Adaptive Reuse Will Create Housing in a Suburban Texas Strip Mall
Written by Diana Ionescu @aworkoffiction
A developer is reimagining a strip mall property as a mixed-use complex with housing and retail.
The Wheatland Plaza shopping center in Duncanville, Texas. | Google Maps / Duncanville, Texas
A strip mall redevelopment project in a small Texas town shows how excess parking can be repurposed to create new housing.
According to a piece by Tiffany Owens Reed for the Parking Reform Network, the adaptive reuse project is a partnership between an incremental real estate developer and Habitat for Humanity, which will build 16 affordable townhouse units on the site. “The properties will provide not just an opportunity to own a home for residents, but also a chance to save money on car ownership by locating them in a more central part of the city with better access to shops, amenities and jobs.”
Explaining his approach to incremental development, developer Monte Anderson offers a few pointers: work in your own backyard; embrace the value of small projects; and embrace partnerships.

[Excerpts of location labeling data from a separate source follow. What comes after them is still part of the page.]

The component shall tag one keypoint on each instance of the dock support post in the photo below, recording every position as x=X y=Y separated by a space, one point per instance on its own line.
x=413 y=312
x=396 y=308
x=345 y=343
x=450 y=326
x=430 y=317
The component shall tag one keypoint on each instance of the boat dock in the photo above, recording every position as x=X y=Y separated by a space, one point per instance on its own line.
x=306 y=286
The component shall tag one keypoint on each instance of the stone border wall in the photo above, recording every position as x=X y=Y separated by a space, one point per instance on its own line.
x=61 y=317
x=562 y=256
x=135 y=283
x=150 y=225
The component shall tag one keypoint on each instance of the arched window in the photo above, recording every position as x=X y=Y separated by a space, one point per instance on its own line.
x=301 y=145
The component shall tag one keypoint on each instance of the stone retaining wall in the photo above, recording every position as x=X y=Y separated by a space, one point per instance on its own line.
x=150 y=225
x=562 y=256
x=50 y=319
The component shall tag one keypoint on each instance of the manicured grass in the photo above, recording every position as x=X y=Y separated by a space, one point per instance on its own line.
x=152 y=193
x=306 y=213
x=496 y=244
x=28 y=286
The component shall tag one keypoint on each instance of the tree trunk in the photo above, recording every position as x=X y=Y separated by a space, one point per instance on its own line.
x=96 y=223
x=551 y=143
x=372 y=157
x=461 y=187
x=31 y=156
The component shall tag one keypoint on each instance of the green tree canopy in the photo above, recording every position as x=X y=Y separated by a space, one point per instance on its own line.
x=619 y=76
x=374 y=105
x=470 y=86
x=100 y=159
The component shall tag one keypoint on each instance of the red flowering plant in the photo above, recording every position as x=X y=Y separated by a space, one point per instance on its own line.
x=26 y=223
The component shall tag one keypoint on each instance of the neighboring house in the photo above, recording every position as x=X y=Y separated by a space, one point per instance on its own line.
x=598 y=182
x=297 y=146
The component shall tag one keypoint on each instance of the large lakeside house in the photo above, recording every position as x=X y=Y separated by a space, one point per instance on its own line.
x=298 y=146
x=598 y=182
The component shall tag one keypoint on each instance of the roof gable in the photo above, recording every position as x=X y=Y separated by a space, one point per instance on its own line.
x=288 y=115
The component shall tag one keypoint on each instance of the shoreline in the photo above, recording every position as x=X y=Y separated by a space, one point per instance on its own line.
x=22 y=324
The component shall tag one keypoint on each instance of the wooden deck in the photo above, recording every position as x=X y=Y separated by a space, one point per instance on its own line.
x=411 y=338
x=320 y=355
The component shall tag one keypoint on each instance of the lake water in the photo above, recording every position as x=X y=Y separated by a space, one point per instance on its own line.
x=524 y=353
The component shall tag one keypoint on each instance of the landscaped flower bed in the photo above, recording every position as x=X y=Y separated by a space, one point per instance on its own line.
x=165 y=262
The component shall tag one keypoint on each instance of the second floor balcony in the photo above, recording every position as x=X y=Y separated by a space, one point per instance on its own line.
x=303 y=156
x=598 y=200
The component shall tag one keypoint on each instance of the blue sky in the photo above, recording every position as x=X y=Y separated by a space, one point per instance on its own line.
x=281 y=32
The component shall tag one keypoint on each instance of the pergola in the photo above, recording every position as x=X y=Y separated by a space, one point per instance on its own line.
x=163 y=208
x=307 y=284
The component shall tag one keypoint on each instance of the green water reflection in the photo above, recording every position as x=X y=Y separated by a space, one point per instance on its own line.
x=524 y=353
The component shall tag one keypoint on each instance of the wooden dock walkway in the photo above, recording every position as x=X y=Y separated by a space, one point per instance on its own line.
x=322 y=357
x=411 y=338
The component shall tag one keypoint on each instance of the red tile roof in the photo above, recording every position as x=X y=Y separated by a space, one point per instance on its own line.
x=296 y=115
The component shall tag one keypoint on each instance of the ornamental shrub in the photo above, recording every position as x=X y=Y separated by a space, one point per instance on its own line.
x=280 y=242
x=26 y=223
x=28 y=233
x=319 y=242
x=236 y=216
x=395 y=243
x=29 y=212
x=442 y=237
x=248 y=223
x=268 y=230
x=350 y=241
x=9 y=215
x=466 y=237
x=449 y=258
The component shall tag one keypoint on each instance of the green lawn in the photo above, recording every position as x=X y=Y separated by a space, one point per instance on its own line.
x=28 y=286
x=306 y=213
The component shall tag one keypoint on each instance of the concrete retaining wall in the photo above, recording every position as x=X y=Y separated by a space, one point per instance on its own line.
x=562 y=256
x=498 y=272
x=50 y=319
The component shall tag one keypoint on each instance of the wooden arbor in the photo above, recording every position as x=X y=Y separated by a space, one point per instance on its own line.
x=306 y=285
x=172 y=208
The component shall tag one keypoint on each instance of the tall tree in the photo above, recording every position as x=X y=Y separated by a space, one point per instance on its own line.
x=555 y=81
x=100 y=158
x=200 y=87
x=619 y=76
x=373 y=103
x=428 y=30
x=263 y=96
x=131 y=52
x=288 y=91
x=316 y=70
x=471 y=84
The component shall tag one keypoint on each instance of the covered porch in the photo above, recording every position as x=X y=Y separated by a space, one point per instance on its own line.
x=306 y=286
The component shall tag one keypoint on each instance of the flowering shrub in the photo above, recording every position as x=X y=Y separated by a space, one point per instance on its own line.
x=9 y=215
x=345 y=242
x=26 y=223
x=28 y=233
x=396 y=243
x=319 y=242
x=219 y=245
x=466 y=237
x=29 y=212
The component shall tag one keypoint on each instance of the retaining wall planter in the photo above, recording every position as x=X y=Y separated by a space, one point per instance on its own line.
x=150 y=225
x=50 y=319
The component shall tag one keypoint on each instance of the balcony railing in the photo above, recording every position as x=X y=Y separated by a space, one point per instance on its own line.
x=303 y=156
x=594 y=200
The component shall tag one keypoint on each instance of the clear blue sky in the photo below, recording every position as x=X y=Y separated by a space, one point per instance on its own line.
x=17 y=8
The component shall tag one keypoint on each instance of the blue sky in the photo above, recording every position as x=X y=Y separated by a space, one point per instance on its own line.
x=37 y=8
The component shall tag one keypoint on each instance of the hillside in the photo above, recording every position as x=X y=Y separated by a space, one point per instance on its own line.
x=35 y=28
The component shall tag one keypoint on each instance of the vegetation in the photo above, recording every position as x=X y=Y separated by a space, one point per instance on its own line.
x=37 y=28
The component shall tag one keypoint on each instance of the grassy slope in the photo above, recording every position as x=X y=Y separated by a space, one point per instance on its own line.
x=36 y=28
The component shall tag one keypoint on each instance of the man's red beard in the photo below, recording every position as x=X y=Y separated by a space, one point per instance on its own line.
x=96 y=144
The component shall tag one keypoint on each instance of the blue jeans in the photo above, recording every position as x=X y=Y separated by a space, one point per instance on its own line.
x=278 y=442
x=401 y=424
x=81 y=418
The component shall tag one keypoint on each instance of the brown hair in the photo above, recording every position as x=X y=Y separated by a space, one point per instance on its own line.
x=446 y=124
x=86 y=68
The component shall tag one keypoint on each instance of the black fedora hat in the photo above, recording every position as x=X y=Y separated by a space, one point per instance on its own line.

A proposed Texas state bill, Senate Bill 840, could make it easier to do this type of development by allowing property owners “ to build mixed-use and multifamily housing by-right on land they own in commercial and retail districts.” For now, according to Anderson, “Coordinating with other property owners adjacent to the parking lot and securing the necessary platting, infrastructure, financing and approvals are tasks for only the most persistent. But with the right partnerships and with city leadership willing to collaborate and see the adaptive reuse as a long-term investment in its own financial future, it just might be possible.”